Analyst firm Gartner has released its worldwide smartphone sales data for Q2 2019, and it’s not good news for the industry. Total shipments have fallen 1.7 percent compared to the same period last year, dropping from 374 million to 367 million.
Part of the problem is that more people are waiting longer before upgrading their handsets to the latest devices. A recent survey showed that most consumers wait between three and five years before buying a new phone.
Samsung retained its long-held position at the top of the table as its shipments went up by almost 3 million units YoY. And despite its placement on an Entity List, thereby raising concerns over its future relationship with Google and Android OS, Huawei sales were up 16.3 percent YoY.
“As a result, they both grew market share in the quarter, which led them to account for more than a third of total smartphone sales globally,” Gartner said.

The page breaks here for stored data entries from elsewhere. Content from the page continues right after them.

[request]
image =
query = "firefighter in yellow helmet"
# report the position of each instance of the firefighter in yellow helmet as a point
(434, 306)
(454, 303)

While the US government’s ban announcement led to a fall in global sales for Huawei’s handsets, these improved following the recent 90-day extension it was granted. But the company mostly has China to thank for its success. Its devices grew in popularity by 31 percent in the country, resulting in 58 percent of Huawei's sales being generated in China.
It was unwelcome news for Apple, which saw iPhone shipments decline from 44 million to 38.5 million— a 13.8 percent YoY fall. That means big rival Samsung moved almost double the number of handset that Cupertino managed last quarter. Apple CEO Tim Cook has blamed slow sales in China and the battery replacement program as factors behind the declining shipments.
Gartner said smartphone sales will “remain weak” for the rest of the year, and will total 1.5 billion units in 2019. That’s down from the 1.55 billion sales in 2018.